Проснувшись, я сразу собрал вещи. Я просто хотел домой. Но не мог уехать, не осмотрев все еще раз. Знаю, это было глупо – снова идти на пляж, потому что был и прилив, и отлив, и не было ни малейшего шанса, что маленький бумажный блокнот уцелеет под водой, да еще и при приливе будет выброшен волной на берег. Да, я знаю, что такое совершенно невозможно, потому что прилив-то был сначала, а после него еще был отлив, но не цепляйся ко мне из-за таких нюансов – я был расстроен!
Карусели еще не открыли, так что мне оставалось только ходить вокруг забора и искать блокнот там – что сейчас было намного легче делать, чем в темноте при свете фонарика. Но это не сильно помогло. Конечно, я его не нашел. Так что я сел на одну из скамеек и решил, что подожду до открытия, войду и осмотрю все там. Но к тому моменту я уже прекрасно понимал, что в этом так же не будет смысла.
А потом кто-то сказал:
- Хей, я надеялся, что найду тебя.
Я поднял глаза и увидел Дейва. Он улыбнулся и сказал, что у него есть что-то, что возможно я ищу. У меня чуть сердце не остановилось. Я не шучу, в нем щелкнуло что-то. Дейв засунул руку в карман и достал мой блокнот.
- Я увидел его на земле рядом с тем местом, где была припаркована твоя машина.
Вчера вечером он проводил меня до фургона.
Я взял у Дейва блокнот и поблагодарил его. От облегчения мне захотелось разрыдаться. Мне как-то удалось сдержать себя, но пришлось очень крепко зажмуриться и несильно прикусить губу. Когда я открыл глаза, Дейв уже сидел рядом со мной.

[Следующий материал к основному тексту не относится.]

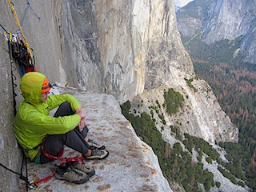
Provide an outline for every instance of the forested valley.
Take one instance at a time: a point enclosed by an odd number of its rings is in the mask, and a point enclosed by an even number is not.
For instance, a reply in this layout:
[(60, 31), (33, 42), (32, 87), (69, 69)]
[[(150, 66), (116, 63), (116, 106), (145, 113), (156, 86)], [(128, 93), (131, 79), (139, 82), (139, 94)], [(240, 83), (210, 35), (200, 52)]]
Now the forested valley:
[(182, 37), (195, 74), (212, 87), (222, 110), (239, 129), (239, 142), (219, 143), (234, 163), (242, 162), (246, 184), (256, 190), (256, 64), (244, 62), (240, 37), (211, 45)]

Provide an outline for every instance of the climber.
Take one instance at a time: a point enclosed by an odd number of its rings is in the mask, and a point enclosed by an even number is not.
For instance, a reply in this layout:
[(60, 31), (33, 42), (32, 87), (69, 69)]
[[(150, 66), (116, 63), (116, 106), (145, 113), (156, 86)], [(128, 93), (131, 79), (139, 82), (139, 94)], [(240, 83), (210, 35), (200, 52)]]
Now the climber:
[[(21, 79), (24, 100), (18, 106), (14, 126), (26, 156), (33, 162), (46, 163), (62, 156), (65, 145), (82, 153), (85, 159), (106, 158), (109, 152), (105, 146), (87, 137), (85, 112), (78, 101), (68, 94), (49, 95), (51, 87), (47, 78), (38, 72), (26, 73)], [(49, 115), (58, 106), (54, 116)]]

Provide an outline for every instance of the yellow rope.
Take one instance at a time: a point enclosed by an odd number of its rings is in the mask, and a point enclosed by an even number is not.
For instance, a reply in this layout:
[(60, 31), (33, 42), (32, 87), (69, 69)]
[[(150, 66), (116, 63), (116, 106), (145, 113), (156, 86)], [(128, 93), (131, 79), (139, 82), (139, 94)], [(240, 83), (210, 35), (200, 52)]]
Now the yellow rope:
[(9, 2), (9, 5), (10, 5), (10, 10), (11, 10), (11, 12), (13, 13), (14, 16), (14, 18), (16, 20), (16, 23), (17, 23), (17, 26), (19, 28), (19, 30), (22, 35), (22, 38), (23, 38), (23, 42), (24, 42), (24, 45), (26, 46), (26, 50), (27, 50), (27, 52), (30, 54), (30, 64), (33, 64), (33, 54), (32, 54), (32, 52), (31, 52), (31, 50), (30, 48), (30, 46), (29, 46), (29, 43), (27, 42), (26, 38), (25, 38), (25, 35), (23, 34), (23, 31), (22, 31), (22, 26), (21, 26), (21, 24), (19, 22), (19, 20), (18, 20), (18, 15), (17, 15), (17, 13), (16, 13), (16, 10), (14, 7), (14, 4), (10, 2), (10, 0), (8, 0), (8, 2)]

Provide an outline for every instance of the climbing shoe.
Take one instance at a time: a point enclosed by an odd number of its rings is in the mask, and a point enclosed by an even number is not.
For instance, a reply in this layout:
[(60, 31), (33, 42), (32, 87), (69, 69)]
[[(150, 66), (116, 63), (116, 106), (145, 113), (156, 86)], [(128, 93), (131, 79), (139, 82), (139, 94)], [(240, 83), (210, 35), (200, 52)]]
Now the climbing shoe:
[(104, 159), (109, 156), (109, 152), (105, 150), (91, 150), (91, 154), (89, 157), (84, 156), (87, 159)]
[(66, 164), (71, 166), (73, 169), (76, 169), (86, 173), (89, 177), (91, 177), (95, 174), (95, 170), (94, 168), (85, 164), (81, 164), (77, 162), (66, 162)]
[(92, 139), (89, 139), (87, 142), (88, 145), (90, 146), (90, 150), (105, 150), (106, 146), (101, 144), (98, 144), (94, 142)]
[(66, 180), (75, 184), (85, 183), (89, 180), (89, 175), (70, 166), (58, 166), (54, 175), (58, 179)]

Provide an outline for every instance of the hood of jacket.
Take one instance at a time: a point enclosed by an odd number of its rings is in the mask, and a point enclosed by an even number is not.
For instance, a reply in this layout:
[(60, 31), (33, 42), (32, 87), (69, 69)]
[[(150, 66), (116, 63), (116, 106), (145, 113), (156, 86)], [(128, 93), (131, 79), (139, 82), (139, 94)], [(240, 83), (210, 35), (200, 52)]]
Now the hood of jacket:
[(41, 90), (46, 75), (38, 72), (25, 74), (19, 83), (25, 102), (33, 105), (42, 103)]

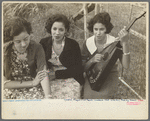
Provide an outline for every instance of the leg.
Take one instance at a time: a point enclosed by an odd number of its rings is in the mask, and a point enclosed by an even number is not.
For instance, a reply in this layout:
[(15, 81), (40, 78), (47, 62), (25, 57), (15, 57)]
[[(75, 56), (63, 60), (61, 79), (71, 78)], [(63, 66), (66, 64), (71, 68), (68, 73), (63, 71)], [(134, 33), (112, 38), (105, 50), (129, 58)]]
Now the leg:
[(51, 87), (50, 87), (50, 82), (49, 82), (49, 78), (45, 77), (42, 81), (41, 81), (41, 86), (43, 88), (44, 94), (45, 94), (45, 98), (50, 98), (51, 97)]

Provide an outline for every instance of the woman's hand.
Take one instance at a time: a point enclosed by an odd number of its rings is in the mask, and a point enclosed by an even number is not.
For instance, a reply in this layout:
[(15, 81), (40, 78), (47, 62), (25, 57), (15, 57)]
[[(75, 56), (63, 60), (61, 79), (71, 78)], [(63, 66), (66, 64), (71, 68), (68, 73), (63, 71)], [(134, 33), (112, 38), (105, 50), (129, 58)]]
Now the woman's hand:
[(54, 80), (54, 79), (56, 78), (54, 71), (50, 71), (50, 72), (48, 73), (48, 75), (49, 75), (49, 80)]
[(44, 70), (37, 73), (35, 79), (32, 82), (33, 86), (37, 86), (45, 77), (47, 77), (46, 67), (44, 67)]
[(100, 62), (103, 59), (104, 55), (96, 54), (90, 61), (91, 63)]
[(121, 45), (127, 44), (129, 40), (128, 32), (125, 30), (126, 27), (124, 27), (119, 33), (118, 36), (121, 41)]

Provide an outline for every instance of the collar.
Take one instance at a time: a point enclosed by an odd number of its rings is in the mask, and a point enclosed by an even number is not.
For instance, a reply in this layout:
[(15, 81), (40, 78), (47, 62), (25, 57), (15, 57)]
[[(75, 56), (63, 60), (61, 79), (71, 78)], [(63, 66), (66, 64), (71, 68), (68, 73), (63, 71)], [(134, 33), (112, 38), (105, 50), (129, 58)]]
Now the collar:
[[(104, 48), (106, 48), (108, 45), (110, 45), (111, 43), (115, 41), (115, 37), (109, 34), (106, 34), (106, 37), (107, 37), (107, 40), (106, 40), (106, 43), (104, 44)], [(91, 36), (86, 41), (87, 49), (89, 50), (91, 55), (97, 50), (94, 39), (95, 39), (95, 36)]]

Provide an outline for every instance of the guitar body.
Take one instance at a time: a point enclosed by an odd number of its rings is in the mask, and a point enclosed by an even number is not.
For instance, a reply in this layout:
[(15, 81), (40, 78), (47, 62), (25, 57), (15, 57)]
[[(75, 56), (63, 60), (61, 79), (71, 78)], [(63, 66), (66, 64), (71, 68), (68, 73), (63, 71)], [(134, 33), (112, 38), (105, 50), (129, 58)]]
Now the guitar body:
[[(126, 26), (126, 31), (132, 27), (136, 20), (140, 19), (142, 16), (146, 14), (146, 11), (142, 12), (140, 16), (134, 17), (134, 19)], [(108, 75), (110, 74), (113, 66), (115, 65), (116, 61), (119, 57), (122, 56), (122, 50), (117, 48), (117, 44), (119, 42), (114, 42), (108, 48), (106, 48), (100, 54), (104, 55), (103, 61), (99, 63), (93, 64), (88, 71), (86, 72), (88, 81), (92, 90), (99, 91), (102, 87), (103, 83), (107, 79)], [(93, 54), (94, 56), (95, 54)], [(108, 57), (106, 57), (108, 56)]]
[[(115, 46), (115, 47), (114, 47)], [(111, 45), (109, 49), (112, 49), (107, 59), (103, 62), (96, 63), (91, 67), (86, 74), (92, 90), (99, 91), (108, 75), (110, 74), (113, 66), (119, 57), (122, 56), (122, 50), (116, 47), (116, 43)]]

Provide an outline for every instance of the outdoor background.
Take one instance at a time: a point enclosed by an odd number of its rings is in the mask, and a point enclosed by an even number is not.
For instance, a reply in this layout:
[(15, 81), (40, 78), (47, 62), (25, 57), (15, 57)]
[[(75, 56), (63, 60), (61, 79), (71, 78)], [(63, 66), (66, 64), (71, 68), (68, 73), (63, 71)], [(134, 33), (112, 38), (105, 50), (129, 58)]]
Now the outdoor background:
[[(138, 15), (145, 7), (131, 6), (129, 3), (101, 3), (102, 11), (107, 11), (111, 16), (114, 28), (111, 35), (117, 37), (118, 32), (127, 25), (129, 19)], [(143, 6), (143, 7), (141, 7)], [(62, 13), (69, 19), (83, 7), (82, 3), (3, 3), (3, 24), (11, 16), (21, 16), (31, 22), (33, 39), (39, 42), (49, 36), (45, 30), (46, 20), (53, 14)], [(132, 7), (132, 8), (131, 8)], [(131, 13), (132, 9), (132, 13)], [(87, 15), (87, 21), (95, 14), (93, 10)], [(84, 19), (71, 20), (69, 37), (75, 39), (82, 46), (84, 37)], [(142, 17), (133, 25), (132, 29), (146, 36), (146, 17)], [(89, 36), (92, 34), (90, 33)], [(4, 40), (5, 41), (5, 40)], [(144, 99), (146, 98), (146, 40), (130, 34), (131, 64), (124, 70), (124, 80)], [(138, 99), (122, 82), (118, 83), (116, 99)]]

Он сказал, что извиняется, что прочел блокнот и знает, что не должен был этого делать. Но сначала он надеялся, что написанное поможет ему понять, принадлежал ли блокнот мне, и если да, то может там будет что-то, что даст ему знать, где меня искать. Он знал, как меня зовут, но не знал фамилии, так что ему не удалось бы меня найти, даже не смотря на то, что он знал, что я отдыхаю на территории палаточного лагеря. Он знал город, в котором я живу, но опять же, с одним моим именем он далеко бы в поиске не ушел.
Я снова поблагодарил его и сказал, что нет ничего страшного в том, что он прочитал мой блокнот.
Он сидел некоторое время молча. Потом сказал, что должно быть я очень сильно тебя люблю, и спросил, почему я скучаю по тебе. Спросил, где ты. Алан, знаешь как это бывает, когда чувствуешь невыносимую боль, но при этом все равно держишься, пока кто-то не скажет что-то утешающее или каким-то особенным «тоном», и тогда ты разваливаешься на кусочки? Да, так со мной и случилось. Он спросил меня об этом так мягко, я слышал в его голосе сочувствие, хотя он ничего не знал ни о тебе, ни обо мне.
Да, дать волю своим чувствам перед почти незнакомым человеком всегда приятно. Он обвил мои плечи рукой еще до того, как мне удалось произнести первые слова. А как только мне это удалось, он обнял меня другой рукой и прижимал к себе все то время, что я бормотал ему о том, как мы с детства были лучшими друзьями и как после стольких лет идиотизма мы наконец-то стали парой, и об аварии, и о том, как планировали поехать в этот отпуск вместе, и как сильно я скучал по тебе, и о том, как потеряв свой блокнот со всеми словами, написанными тебе, чувствовал себя так, словно снова тебя потерял.